The term ‘mitigation’ is usually used to refer to measures aimed at avoiding or reducing carbon emission, which will ultimately reduce impacts.  However, finding the financial resources to do that can be a problem, especially for poorer countries. By contrast, adaptation can often deal with local impacts in the short-term, and it is likely to be cheaper than mitigation, for example by the development of renewables. If that is so, then adaptation may be all that poorer countries, hard it by climate crises, can afford, with, in any case, mitigation not being able to reduce local climate-related problems quickly. So mitigation may be deferred, leaving emission reduction to others to deal with. 

This may be understandable, but, given that there will be competition for funding for climate related actions, if a focus on adaptation occurs on a wide scale globally, that could reduce overall emission reduction efforts, these being the only long term global solution to climate problems. We have to act.  If nothing is done to halt or reduce emissions, the impacts will get worse, making adaptation progressively harder, more expensive, and in the end futile. So there are choices to be made.

It is the same with carbon offsetting via carbon removal, using Negative Emission Technologies (NETs) and carbon sequestration systems. At best they can just buy time. At worst, investing in them can deflect and delay the development of renewables and upgraded efficiency, arguably the only long term energy options for avoiding climate change. Certainly lumping CCS, NETs, and carbon offsets in with zero carbon renewables in ‘net zero carbon’ policies is fraught with problems.

If the expansion of renewables can be accelerated fast enough, these mostly  untested artificial carbon removal options should not be needed. But even if we do want some carbon removal, planting more trees and adopting new farming practices are, arguably better options for sequestration. That said, while there are many additional environmental benefits associated with planting (and protecting) trees, natural carbon sequestration may not be that much better or more viable in long-term climate terms than artificial negative carbon sequestration. Both do remove carbon from the air, but, in either case, we will not be able to continue to do that indefinitely, finding room for ever increasing amounts, if fossil emissions are still expanding. Which means that personal or corporate carbon offset schemes, which, for a fee, offer to plant trees or to support other carbon removal options so as to compensate for carbon emissions (for example from flying), may be increasingly problematic. Certainly they do not help deal with the problem at source. That can only be done by investing in zero carbon generation or energy saving projects (which, admittedly, some of the better offset schemes do), or, more directly, by not using energy, for example by not flying or driving.
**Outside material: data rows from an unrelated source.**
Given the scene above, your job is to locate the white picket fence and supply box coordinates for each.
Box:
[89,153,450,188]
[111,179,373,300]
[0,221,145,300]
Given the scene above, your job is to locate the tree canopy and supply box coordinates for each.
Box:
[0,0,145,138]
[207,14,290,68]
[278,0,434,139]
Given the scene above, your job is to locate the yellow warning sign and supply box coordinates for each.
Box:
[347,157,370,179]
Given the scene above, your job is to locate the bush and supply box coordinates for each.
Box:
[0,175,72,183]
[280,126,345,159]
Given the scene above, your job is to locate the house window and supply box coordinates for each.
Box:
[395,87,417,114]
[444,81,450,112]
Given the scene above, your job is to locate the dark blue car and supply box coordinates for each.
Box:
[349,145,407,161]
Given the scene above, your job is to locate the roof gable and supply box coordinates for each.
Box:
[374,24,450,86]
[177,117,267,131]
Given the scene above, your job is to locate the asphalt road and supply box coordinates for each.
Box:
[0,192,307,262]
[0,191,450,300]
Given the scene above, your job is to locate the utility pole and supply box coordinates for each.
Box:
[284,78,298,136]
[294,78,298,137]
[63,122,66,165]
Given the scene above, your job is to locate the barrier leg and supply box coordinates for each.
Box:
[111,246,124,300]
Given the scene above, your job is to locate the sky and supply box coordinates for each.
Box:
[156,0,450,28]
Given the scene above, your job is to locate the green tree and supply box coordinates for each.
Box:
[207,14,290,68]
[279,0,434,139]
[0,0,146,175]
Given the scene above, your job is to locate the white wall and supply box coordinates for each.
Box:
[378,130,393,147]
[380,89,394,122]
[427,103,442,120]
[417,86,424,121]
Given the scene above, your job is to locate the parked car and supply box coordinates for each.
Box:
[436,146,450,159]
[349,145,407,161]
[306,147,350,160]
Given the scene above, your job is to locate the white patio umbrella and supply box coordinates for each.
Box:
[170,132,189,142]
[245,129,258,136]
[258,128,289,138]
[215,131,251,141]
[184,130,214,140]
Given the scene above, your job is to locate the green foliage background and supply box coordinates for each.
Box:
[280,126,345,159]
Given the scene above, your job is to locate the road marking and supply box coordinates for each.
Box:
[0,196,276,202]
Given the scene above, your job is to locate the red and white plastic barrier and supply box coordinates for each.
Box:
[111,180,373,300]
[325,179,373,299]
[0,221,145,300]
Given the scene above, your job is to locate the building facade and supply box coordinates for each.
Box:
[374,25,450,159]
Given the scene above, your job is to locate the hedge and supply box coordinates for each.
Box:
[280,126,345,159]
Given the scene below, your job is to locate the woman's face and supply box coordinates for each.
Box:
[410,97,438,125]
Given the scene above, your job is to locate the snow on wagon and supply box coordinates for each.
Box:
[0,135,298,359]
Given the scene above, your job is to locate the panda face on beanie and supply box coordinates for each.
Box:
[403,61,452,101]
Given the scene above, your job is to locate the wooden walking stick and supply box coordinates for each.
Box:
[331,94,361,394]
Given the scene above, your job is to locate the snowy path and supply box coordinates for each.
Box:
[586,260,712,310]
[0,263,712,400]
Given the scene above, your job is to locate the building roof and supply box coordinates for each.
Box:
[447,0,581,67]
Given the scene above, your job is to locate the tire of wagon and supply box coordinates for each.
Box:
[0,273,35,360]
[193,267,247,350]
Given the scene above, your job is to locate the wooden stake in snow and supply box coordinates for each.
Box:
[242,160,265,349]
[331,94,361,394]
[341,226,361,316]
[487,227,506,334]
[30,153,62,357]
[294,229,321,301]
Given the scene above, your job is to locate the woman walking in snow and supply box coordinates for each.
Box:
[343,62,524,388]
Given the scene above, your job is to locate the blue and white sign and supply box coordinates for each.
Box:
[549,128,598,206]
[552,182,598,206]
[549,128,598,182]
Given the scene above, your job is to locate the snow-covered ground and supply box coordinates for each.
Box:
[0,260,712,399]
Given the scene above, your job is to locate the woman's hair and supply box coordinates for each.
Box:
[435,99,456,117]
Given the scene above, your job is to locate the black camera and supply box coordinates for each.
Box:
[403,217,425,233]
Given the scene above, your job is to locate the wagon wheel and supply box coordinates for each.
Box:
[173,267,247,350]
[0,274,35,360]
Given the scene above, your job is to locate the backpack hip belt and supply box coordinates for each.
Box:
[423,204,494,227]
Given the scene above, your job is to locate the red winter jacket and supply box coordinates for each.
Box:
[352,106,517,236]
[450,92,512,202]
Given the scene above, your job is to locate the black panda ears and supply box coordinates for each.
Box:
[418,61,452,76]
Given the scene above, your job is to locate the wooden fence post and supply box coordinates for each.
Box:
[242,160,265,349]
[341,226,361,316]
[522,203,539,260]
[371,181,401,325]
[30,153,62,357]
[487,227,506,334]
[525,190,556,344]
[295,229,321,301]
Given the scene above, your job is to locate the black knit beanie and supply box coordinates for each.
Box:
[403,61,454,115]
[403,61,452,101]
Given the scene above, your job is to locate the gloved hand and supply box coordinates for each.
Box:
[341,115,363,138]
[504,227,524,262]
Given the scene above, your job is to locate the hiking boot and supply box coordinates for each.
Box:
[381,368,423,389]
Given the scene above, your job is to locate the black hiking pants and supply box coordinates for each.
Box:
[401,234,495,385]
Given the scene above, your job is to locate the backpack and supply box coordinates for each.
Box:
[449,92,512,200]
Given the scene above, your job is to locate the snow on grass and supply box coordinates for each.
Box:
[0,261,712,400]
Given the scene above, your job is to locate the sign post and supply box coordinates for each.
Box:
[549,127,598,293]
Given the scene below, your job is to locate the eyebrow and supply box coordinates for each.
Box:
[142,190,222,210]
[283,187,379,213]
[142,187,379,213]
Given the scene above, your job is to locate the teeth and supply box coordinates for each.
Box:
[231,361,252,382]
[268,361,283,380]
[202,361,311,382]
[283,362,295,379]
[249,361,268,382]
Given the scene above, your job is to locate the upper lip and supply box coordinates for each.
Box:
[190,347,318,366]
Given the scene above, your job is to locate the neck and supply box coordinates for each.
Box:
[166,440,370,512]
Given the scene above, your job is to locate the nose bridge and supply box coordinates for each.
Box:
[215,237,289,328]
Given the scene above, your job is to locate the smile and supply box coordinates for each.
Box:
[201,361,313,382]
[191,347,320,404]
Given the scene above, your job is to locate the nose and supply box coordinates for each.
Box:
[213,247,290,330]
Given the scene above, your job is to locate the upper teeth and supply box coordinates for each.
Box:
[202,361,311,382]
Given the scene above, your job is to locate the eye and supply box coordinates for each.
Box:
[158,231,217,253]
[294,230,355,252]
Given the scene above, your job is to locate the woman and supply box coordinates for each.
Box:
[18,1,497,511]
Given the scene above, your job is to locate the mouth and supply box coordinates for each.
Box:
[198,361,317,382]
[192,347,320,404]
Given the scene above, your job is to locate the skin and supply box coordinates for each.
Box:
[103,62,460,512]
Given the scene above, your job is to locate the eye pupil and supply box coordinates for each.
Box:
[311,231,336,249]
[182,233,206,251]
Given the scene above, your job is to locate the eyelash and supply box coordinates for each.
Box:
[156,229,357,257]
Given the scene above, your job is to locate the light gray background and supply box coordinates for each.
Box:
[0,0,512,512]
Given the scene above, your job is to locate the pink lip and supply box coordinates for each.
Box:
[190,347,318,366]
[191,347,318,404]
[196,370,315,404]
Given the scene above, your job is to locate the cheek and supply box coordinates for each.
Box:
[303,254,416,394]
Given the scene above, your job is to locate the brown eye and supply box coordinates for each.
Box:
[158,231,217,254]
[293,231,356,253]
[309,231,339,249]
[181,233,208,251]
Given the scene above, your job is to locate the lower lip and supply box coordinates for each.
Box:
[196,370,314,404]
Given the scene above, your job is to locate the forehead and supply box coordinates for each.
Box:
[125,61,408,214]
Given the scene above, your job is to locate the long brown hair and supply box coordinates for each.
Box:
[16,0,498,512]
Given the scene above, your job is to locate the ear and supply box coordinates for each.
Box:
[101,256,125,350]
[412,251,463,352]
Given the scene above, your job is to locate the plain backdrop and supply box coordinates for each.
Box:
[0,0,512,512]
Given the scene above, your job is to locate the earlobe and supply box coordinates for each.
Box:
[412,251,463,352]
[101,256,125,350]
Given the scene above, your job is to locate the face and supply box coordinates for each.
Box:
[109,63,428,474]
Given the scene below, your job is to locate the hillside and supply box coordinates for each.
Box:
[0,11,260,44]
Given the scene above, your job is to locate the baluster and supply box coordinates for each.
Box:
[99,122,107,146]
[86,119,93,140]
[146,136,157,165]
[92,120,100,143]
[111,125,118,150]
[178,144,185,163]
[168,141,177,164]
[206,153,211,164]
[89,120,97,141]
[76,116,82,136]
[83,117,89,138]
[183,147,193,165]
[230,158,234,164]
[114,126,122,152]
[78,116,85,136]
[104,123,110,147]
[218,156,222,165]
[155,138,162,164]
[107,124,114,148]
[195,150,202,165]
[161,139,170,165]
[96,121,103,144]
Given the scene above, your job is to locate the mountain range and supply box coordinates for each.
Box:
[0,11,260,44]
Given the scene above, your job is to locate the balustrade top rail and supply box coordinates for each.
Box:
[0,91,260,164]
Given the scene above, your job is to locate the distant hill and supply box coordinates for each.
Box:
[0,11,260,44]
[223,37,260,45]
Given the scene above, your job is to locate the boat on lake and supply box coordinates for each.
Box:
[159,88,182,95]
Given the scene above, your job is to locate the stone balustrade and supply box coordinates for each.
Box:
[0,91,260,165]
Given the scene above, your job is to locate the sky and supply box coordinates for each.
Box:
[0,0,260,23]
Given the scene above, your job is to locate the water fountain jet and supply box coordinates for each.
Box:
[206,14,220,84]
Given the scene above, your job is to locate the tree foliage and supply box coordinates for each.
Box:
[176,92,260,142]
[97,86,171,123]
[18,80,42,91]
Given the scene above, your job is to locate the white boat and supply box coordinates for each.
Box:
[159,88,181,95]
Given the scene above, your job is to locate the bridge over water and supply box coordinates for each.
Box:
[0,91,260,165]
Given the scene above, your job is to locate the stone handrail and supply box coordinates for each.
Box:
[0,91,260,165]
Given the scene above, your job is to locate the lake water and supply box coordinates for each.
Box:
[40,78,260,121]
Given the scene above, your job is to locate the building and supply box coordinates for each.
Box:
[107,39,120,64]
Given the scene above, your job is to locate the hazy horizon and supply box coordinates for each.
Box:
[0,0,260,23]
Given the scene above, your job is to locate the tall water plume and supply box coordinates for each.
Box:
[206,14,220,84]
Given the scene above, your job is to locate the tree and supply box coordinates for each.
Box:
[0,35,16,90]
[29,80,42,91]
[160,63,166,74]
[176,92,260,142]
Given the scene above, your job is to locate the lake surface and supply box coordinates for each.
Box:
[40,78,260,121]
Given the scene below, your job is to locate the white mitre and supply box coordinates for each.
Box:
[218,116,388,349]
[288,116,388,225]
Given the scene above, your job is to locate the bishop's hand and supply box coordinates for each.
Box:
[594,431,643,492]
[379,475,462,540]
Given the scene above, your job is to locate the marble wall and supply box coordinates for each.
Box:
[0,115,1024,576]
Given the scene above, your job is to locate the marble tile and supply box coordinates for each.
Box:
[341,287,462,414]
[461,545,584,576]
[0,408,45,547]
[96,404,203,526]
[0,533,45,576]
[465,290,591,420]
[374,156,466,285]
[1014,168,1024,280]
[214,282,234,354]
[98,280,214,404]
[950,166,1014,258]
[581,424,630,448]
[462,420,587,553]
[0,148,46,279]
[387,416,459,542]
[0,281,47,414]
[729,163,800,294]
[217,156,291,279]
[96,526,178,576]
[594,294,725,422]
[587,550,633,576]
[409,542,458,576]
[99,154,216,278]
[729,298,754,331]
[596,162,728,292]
Lifestyle changes like that will cut emissions, and some see them as adaptation responses, forced on us by climate change. Indeed, you could see all the above in that light- mitigation as an adaptive response.  In some ways, the attempt to put everything into mitigation or adaptation categories, or in carbon removal or carbon reduction categories, is pointless. Investing in renewables or energy efficiency will in the end reduce impacts, and so may carbon removal, at least for a while.  However, there are differences in their viability over time - the classification categories are not just academic. Indeed, it can be argued that adaptation should be treated as only the option of last resort, given that too much of a focus on adaption, just like too much of a focus on carbon removal, may slow emission reduction/avoidance. Certainly neither are long term solutions.  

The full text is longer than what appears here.